Under the Health Care Quality Improvement Act of 1986, hospitals, state medical practice boards and other entities have duties to report certain actions and suspensions of physicians, dentists and certain other practitioners to the specially created National Practitioner Data Bank. Hospitals are required by the Act to inquire of the Data Bank every two years concerning doctors and dentists on their medical staffs who are seeking the renewal of their hospital privileges. A physician or dentist who is reported to the Data Bank may well find his career at an end because of the reluctance of hospitals to grant privileges to a professional with documented "quality" or "competence" problems.
Not infrequently providers are "coerced" into resigning from the medical staff or independently seek to avoid a Data Bank report by resigning from the Medical Staff. Unfortunately, resignation during a pending hospital investigation or to avoid a hospital investigation also triggers a reportable event. Under the rules regarding disputes concerning reported events, 45 CFR 60.14, a physician or dentist may submit a notice to the Secretary of HHS of the existence of a dispute with the report within 60 days of the mailing of the original notice of the report by the Secretary. In the case of Simpkins v. Donna E. Shallala, 999 F. Supp. 106 (D. D.C. 1998), the District of Columbia U.S. District Court ruled that the Secretary had a duty to investigate the facts of the dispute to determine that the facts of the dispute to determine whether the reporting obligation was properly triggered. The Secretary could not get buy simply by indicating that a dispute existed as to the facts. The Court in Simpkins found that Dr. Simpkins did in fact resign from the medical staff, but that he did not resign "while under investigation" concerning the quality of his care. The court held that a negative review by Dr. Simpkins supervisor did not constitute the type of formal "entity" investigation required to implicate the reporting requirement.
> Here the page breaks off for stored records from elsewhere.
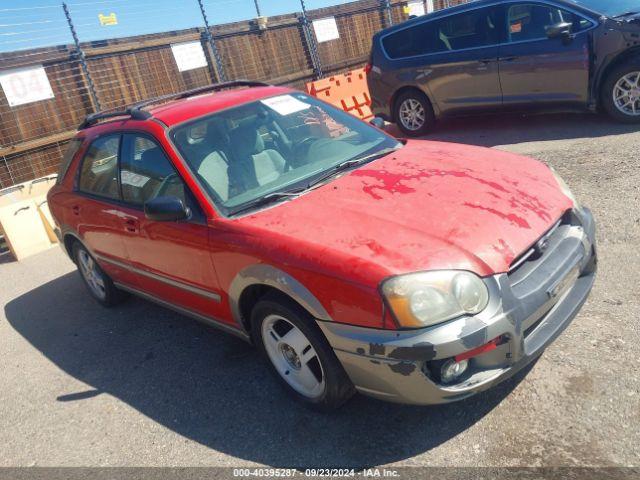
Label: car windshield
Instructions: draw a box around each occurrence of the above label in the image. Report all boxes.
[572,0,640,17]
[171,93,402,215]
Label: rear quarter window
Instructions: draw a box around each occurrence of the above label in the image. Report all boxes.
[56,138,84,184]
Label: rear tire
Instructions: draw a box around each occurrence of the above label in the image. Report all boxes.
[73,242,128,307]
[393,90,435,137]
[251,294,355,412]
[601,58,640,124]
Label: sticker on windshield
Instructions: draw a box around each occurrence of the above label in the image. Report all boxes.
[262,95,311,116]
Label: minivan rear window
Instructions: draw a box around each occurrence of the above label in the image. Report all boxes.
[382,7,500,59]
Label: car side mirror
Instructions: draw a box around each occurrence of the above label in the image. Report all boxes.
[547,22,573,40]
[369,117,385,130]
[144,197,191,222]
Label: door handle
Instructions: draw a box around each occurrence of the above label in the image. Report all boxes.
[124,218,138,233]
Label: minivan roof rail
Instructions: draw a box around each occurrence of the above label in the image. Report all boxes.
[78,80,271,130]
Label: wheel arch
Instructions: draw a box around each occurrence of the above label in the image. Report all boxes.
[62,232,86,263]
[594,45,640,107]
[390,85,437,123]
[229,264,332,332]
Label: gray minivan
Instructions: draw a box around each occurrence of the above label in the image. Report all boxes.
[367,0,640,136]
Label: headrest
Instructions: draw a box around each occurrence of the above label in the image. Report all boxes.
[205,121,229,150]
[230,125,264,160]
[140,147,174,176]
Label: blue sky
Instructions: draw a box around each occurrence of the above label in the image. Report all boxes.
[0,0,348,51]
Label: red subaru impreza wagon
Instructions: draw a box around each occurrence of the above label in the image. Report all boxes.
[49,81,597,410]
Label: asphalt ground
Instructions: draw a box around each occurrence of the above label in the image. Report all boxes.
[0,111,640,467]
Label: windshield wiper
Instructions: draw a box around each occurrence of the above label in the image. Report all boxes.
[613,11,640,18]
[231,188,307,215]
[307,148,398,189]
[231,148,398,215]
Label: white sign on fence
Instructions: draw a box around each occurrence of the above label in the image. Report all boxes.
[0,65,55,107]
[407,0,425,17]
[171,42,207,72]
[427,0,435,13]
[313,17,340,43]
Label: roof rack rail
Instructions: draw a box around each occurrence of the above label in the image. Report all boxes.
[131,80,271,109]
[78,108,151,130]
[78,80,271,130]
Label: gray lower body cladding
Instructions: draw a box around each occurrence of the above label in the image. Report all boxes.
[318,209,597,405]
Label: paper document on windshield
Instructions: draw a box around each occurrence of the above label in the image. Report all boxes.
[262,95,311,116]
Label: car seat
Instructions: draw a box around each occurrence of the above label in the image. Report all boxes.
[229,125,286,197]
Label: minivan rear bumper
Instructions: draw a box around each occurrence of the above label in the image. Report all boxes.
[318,209,597,405]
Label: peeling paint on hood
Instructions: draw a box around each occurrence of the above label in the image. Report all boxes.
[238,140,572,283]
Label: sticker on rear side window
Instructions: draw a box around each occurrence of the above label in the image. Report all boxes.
[120,170,151,188]
[262,95,311,116]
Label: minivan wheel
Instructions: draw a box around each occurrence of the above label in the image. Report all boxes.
[251,295,355,411]
[602,61,640,123]
[394,90,435,137]
[73,242,127,307]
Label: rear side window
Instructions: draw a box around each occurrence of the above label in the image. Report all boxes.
[120,134,189,206]
[79,135,120,200]
[382,7,500,59]
[507,3,593,42]
[56,138,83,183]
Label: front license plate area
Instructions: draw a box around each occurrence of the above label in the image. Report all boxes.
[547,264,580,299]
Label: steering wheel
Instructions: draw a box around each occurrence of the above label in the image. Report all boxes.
[293,137,321,167]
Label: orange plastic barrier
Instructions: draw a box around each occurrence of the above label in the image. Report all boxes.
[307,68,373,120]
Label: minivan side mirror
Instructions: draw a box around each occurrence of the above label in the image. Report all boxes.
[369,117,385,130]
[547,22,573,40]
[144,197,191,222]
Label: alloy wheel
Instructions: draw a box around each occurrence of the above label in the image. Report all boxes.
[78,250,107,300]
[399,98,427,131]
[613,72,640,117]
[262,315,325,399]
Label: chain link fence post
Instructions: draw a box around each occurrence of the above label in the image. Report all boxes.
[300,0,323,80]
[62,2,102,112]
[198,0,228,82]
[380,0,393,27]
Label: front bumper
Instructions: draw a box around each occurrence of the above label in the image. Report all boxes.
[318,209,597,405]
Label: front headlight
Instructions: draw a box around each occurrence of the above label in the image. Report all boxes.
[382,270,489,328]
[549,167,582,210]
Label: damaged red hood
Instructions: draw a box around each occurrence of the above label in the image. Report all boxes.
[240,140,572,282]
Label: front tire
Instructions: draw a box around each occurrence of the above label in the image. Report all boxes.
[394,90,435,137]
[602,59,640,123]
[251,295,355,412]
[73,242,127,307]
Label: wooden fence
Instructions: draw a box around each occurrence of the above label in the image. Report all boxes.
[0,0,464,188]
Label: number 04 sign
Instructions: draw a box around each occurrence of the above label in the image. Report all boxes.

"Thus the text of the relevant statute and regulation signify that formal action by the hospital, as an organization , triggers [42 U.S.C.A. ]Section 11133(1)(A)'s reporting provisions, not individual action."
The court cited NPDB's own Guidebook for the proposition that the reporting hospital must provide contemporaneous evidence to the NPDB of an ongoing investigation at the time of the surrender of privileges.